28 Februar 2003 | Politik

Aufsehen der Woche

Eher am Rande des Geschehens als auf der großen Bühne hat Premierminister Theo-Ben Gurirab am Montagabend im Sekretariat der Swapo vor führenden Genossen eine Rede gehalten. Es handelt sich hier schlicht um den Umstand, wer welche Aussage an welchem Ort und vor welchem Publikum macht.

Was Gurirab dem Swapo-Kader beigebracht hat, sind an sich keine Neuigkeiten. Im Rahmen der gegenwärtigen Verhältnisse strapazierter menschlicher Beziehungen in der Omaheke, aber auch vor dem Hintergrund unberechenbarer Auftritte Präsident Nujomas ist Gurirabs Stellungnahme und Kursanzeige zur nationalen Versöhnung, Tribalismus und namibischer Xenophobie von derartiger Bedeutung, dass man dem Premier nicht nur als Person, sondern vielmehr die Partei- und Staatspolitik daran messen wird.


Gurirab ist derjenige, der im vergangenen Jahr noch zu Zeiten seines Amts als Außenminister manch extreme Rede Präsident Nujomas nachträglich relativiert und dadurch die Spitzen abgebogen hat. Diesmal bestand kein solcher Anlass. Es war auch keine Cocktailrede vor hiesigem Diplomaten-Publikum, ebenso wenig war es eine Wahlbotschaft. Deshalb steht sein Auftritt als ein Vertrauen bildendes Signal an die ganze Nation und ihre internationalen Partner da, denen zuletzt nach Nujomas Interview mit der Zeitung "Die Welt" im November 2002 und diverser Polemik um die Landreform Zweifel an der gesamten Regierungspolitik aufkommen mussten.

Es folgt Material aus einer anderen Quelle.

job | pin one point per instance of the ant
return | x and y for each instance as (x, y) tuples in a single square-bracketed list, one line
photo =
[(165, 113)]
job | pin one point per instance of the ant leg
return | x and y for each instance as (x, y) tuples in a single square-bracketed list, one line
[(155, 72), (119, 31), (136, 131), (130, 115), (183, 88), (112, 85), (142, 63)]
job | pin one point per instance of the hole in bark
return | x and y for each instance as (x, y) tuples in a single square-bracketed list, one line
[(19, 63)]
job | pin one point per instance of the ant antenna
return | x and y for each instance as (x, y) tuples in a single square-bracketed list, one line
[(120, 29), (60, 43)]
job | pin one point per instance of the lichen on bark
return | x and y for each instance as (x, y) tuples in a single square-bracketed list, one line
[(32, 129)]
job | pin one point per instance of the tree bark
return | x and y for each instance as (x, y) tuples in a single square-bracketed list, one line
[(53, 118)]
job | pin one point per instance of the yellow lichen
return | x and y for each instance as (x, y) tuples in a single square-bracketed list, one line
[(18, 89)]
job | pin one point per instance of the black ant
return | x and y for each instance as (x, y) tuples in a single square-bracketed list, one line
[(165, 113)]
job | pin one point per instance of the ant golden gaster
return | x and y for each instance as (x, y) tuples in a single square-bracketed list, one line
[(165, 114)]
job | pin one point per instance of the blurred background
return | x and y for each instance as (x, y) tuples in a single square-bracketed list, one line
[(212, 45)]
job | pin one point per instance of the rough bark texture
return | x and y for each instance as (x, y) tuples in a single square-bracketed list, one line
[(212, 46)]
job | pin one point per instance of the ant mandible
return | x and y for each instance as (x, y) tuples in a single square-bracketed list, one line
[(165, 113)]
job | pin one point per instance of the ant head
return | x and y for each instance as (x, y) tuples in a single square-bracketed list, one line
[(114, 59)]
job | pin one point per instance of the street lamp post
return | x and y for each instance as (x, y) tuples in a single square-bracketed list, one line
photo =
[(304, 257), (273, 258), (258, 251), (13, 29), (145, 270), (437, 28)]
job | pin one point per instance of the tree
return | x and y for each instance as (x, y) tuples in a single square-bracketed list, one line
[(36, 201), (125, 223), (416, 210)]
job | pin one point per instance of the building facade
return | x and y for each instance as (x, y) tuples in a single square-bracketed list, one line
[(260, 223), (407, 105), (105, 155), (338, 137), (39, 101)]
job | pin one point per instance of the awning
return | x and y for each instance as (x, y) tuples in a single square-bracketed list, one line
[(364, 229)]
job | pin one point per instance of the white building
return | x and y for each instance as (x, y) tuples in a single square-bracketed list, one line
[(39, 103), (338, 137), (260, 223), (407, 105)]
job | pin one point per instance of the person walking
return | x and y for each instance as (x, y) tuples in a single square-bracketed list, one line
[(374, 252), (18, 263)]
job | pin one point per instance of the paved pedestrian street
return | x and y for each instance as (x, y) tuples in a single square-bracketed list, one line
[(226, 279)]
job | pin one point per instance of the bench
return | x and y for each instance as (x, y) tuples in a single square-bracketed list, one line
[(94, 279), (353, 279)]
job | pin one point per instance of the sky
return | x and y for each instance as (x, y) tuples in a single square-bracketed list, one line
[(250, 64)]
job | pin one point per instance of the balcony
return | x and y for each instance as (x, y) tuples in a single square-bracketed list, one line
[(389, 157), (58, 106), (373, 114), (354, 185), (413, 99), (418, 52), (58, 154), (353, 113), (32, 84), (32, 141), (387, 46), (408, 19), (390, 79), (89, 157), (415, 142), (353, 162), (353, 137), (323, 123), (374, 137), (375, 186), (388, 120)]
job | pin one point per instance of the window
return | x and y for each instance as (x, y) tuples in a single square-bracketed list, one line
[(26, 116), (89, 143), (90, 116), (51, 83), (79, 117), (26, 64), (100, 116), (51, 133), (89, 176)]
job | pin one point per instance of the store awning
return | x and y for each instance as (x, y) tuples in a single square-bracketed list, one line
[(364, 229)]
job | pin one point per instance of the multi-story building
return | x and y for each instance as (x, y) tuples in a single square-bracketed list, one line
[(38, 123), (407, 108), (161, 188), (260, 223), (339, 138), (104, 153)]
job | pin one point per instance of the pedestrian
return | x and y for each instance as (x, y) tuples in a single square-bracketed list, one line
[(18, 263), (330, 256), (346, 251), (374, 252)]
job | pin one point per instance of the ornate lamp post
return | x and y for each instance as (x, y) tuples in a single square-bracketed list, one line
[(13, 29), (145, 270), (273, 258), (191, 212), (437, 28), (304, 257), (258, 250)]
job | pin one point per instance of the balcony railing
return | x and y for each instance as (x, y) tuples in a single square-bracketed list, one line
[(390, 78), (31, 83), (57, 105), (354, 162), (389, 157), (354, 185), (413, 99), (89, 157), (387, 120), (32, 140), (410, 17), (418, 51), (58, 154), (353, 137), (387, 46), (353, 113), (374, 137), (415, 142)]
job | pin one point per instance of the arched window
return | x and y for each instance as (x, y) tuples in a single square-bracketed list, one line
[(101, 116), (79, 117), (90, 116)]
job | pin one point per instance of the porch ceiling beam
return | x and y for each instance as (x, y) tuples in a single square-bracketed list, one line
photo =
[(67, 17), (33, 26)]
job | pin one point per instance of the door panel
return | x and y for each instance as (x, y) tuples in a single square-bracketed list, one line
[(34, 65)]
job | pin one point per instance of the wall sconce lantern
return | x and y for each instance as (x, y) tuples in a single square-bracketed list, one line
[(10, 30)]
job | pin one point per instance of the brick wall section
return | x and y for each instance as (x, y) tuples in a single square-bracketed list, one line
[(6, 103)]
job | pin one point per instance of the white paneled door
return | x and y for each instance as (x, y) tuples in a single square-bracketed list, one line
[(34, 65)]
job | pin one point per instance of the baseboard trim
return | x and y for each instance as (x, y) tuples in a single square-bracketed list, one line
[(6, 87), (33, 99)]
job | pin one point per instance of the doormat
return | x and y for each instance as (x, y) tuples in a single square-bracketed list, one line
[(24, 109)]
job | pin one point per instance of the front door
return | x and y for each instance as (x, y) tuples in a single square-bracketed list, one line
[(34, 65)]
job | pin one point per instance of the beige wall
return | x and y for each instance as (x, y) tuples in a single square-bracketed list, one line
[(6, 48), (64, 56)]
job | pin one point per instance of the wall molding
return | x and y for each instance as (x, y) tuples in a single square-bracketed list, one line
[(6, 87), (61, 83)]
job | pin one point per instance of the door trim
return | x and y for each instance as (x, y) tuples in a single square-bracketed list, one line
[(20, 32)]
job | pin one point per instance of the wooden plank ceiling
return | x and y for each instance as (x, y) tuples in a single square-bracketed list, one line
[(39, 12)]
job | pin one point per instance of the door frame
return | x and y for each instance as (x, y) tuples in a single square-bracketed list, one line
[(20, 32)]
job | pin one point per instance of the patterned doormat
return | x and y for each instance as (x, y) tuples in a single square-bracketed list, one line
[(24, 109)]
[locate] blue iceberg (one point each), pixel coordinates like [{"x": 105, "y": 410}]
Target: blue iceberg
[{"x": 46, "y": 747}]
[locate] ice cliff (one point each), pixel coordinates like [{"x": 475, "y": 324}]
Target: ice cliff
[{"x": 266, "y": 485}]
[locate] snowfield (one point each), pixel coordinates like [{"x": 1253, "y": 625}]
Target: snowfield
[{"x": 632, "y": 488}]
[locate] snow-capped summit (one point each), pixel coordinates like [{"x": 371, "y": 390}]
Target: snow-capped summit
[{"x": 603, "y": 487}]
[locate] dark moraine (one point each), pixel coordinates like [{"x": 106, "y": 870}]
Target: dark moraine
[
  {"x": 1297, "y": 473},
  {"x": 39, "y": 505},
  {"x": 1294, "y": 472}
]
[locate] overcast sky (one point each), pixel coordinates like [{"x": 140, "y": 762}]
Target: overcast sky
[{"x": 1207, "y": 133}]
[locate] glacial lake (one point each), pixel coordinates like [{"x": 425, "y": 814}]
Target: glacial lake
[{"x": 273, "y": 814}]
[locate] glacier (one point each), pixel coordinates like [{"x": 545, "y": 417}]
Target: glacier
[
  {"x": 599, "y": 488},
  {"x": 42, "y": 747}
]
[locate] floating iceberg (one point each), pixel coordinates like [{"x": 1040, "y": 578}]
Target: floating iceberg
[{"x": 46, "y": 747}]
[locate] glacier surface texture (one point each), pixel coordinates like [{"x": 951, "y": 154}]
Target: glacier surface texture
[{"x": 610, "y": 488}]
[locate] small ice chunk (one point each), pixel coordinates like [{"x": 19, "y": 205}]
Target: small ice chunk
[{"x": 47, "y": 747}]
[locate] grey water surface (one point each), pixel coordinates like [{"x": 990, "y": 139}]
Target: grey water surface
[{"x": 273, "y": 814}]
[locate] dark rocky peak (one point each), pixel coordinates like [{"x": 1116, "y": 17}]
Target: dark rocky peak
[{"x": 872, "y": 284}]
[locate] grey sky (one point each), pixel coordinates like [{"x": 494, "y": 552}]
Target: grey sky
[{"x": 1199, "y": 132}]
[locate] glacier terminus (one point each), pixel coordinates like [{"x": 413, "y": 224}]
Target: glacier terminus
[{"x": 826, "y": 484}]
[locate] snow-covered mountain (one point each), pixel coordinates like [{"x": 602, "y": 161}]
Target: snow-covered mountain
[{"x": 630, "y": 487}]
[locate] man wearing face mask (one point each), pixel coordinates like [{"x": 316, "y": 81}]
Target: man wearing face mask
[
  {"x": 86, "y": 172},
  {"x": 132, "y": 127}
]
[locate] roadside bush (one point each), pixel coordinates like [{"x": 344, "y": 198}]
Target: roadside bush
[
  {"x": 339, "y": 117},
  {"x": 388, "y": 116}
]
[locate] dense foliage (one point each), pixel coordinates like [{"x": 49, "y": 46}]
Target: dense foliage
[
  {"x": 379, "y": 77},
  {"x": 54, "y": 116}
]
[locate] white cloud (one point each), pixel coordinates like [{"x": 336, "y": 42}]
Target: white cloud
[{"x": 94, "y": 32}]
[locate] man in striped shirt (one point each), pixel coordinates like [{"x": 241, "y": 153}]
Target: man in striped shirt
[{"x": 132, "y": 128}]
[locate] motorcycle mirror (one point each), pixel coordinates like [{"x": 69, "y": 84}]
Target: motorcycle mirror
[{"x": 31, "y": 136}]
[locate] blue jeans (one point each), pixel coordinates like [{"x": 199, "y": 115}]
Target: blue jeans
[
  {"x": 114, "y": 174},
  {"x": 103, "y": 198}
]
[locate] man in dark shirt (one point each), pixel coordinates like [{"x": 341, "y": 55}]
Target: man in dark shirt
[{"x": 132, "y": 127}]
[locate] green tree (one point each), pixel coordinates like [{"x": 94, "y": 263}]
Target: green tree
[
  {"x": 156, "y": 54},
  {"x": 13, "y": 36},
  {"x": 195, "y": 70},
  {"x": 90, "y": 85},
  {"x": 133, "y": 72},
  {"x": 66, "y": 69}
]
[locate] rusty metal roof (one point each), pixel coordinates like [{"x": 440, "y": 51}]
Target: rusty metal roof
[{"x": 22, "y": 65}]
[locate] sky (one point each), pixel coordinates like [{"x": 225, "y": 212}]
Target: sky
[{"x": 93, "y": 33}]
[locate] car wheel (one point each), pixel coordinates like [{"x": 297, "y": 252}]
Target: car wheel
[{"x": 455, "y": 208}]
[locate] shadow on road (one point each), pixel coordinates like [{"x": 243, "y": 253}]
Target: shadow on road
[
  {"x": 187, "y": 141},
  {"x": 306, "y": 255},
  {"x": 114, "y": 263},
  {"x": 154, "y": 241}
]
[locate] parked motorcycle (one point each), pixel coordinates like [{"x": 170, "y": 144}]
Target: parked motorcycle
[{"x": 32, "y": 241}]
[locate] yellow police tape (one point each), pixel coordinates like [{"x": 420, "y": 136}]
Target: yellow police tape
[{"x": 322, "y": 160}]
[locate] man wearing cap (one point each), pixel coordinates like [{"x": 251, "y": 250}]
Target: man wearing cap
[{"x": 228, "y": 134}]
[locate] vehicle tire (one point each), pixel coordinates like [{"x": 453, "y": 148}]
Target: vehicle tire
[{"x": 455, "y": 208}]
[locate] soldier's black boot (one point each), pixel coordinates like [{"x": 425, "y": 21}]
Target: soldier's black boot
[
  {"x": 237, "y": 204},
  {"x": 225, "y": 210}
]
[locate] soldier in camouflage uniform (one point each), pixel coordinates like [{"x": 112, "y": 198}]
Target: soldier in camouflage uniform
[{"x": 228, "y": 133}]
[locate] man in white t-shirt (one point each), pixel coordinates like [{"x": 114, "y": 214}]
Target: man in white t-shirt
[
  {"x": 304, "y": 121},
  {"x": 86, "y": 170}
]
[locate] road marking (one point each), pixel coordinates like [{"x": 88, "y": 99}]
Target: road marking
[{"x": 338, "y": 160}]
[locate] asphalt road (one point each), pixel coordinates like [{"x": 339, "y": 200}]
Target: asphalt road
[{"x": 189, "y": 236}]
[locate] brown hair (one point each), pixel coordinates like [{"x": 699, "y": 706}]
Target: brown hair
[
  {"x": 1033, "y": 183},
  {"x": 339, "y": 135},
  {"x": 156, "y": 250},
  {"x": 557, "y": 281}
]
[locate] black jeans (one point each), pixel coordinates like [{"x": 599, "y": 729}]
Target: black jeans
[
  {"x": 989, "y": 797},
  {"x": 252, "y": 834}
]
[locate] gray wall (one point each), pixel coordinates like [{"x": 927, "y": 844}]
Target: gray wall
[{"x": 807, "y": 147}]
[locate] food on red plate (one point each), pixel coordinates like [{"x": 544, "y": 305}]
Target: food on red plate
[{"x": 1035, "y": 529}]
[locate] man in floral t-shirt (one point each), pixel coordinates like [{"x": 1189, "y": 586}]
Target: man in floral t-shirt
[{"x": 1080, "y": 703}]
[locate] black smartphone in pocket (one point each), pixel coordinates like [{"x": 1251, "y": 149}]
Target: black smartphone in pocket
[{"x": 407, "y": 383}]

Ermutigend ist Gurirabs tolerante Mahnung, dass Besinnung auf afrikanische Herkunft und Werte auf keinen Fall gute Beziehungen und Zusammenarbeit mit internationalen Kräften ausschließen muss. Er hat mit dieser Rede der namibischen Afrika- und Außenpolitik ein hohes Profil verliehen. In diesem Kontext klingt seine Verpflichtung zur Souveränität nicht mehr wie Angst befangene Abwehr: "Wir werden zu allen Zeiten dem ausländischen Diktat und jedweder Einmischung widerstehen."


Ermutigend ist Gurirabs Aufruf zur offenen Aussprache über alle Probleme, "wo wir auch immer zusammenkommen". Mit Nachdruck lehnt er übliche Ausreden zur Unterbindung solch kritischen Ausstauschs mit der Erklärung ab, dass die Forderung von Beweisen über Missstände bereits auf ihre Verleugnung und damit ihrer grundsätzlichen Duldung hinauslaufe: "Es sollte egal sein, wer diese Fragen zur öffentlichen Untersuchung aufwirft und wo das geschieht. Unser Kriegsgeschrei sollte das ehrliche Gewissen und moralische Autorität behandeln."


Für 2003 hat der Premier einen vernünftigen Ton angegeben.